Algunos, dentro del debate esperado por el autor, han polemizado advirtiendo que, efectivamente, teoría y práctica de la democracia en Colombia no se corresponden. Que basta salir Constitución en mano a la primera esquina disponible. Pero parece también faltar señalarse (en concordancia con las posturas neoinstitucionales más sensatas de las Ciencias Sociales), que tanto los planos formales de la democracia, es decir las instituciones políticas, son tan importantes como sus actores. Como lo aclara Simón Sinclair, anotando una relación de mutua causalidad: “Las instituciones son variables que señalan el camino del comportamiento social, pero también el resultado de lo que sus protagonistas hagan de ellas”.

Mientras se discute si comprendemos la democracia como metodología de convivencia (Robert Dahl puntualizaría dos fundamentos: participación y pluralismo), y si las afirmaciones que hacen los colombianos en muchos casos son de corto, mediano o largo alcance, Eduardo Posada Carbó pasa por otro aeropuerto que lo acercará a una presentación de su libro en Colombia, este 22 de enero en la Universidad de los Andes. Un debate en el que uno se pregunta si no persiste en algunos la idea de que mientras existan hechos de violencia fáctica, pareciera imposible no hacer una ponderación negativa generalizada, aun luego de la lectura de su libro. ¿Es tan difícil reconocer los aspectos positivos de Colombia y más fácil “criminalizar la nación”?

“Todo autor debe recibir como estímulo cualquier comentario crítico de su trabajo. Por supuesto que no siento que lo que he escrito sea definitivo en ninguno de sus puntos. De lo que se trata es de motivar una discusión con argumentos razonables sobre un problema de tanta gravedad y causante de tanto dolor. Tiene que existir un espacio para ese debate, ya que no creo que con limitarnos simplemente a lamentar las tragedias de los numerosos y horrorosos episodios violentos vayamos a encontrar las soluciones.
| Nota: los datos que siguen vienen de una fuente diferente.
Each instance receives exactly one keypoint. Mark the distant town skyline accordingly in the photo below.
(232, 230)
Tratar de identificar aspectos positivos de la nacionalidad no es invitar a la complacencia; por el contrario, es tratar de buscar salidas”, dice Posada Carbó.
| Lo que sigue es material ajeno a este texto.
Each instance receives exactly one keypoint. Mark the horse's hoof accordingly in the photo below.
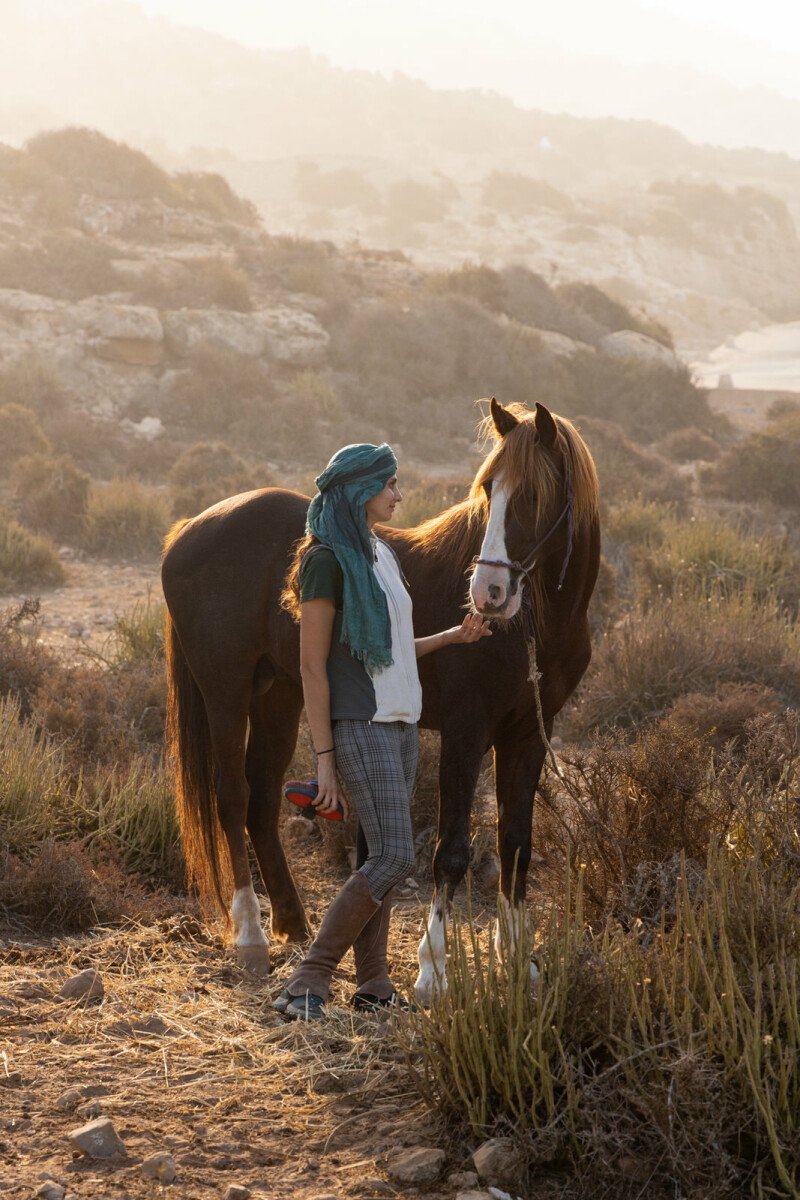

Aunque en sus escritos es clara la defensa de un marco institucional democrático, en concordancia con una tradición liberal occidental a la que mal que bien se suscribe Colombia, y que, como él mismo escribe “reconocer una tradición no significa glorificarla”, Posada no está de acuerdo con que lo califiquen de defensor del statu quo, en un sentido “negativo”, relacionándolo más con el poder que con la institucionalidad. “Cada lector siempre tiene interpretaciones distintas de lo que otro puede tener de un mismo texto. La nación soñada no es un libro sobre los protagonistas de la historia política colombiana, sino una exploración de los valores que creo que han inspirado la nacionalidad. Estoy más interesado en la institucionalidad que en lo que podría llamarse coyuntura. Claro que me parece una lástima que algunos no lo entiendan de esta manera. Quizá la raíz de tales interpretaciones esté en la misma mala fama intelectual que tiene hablar de la ‘institucionalidad’, o de la misma ‘democracia liberal’ o del ‘reformismo’ entre nosotros. Por eso la defensa de la institucionalidad y del reformismo se malinterpreta como una defensa del statu quo. Y eso es un grave y profundo error. Pero, bueno, de eso se trata: de motivar el debate. Quizá logremos que tal diferencia pueda por fin ser apreciada en el discurso dominante.”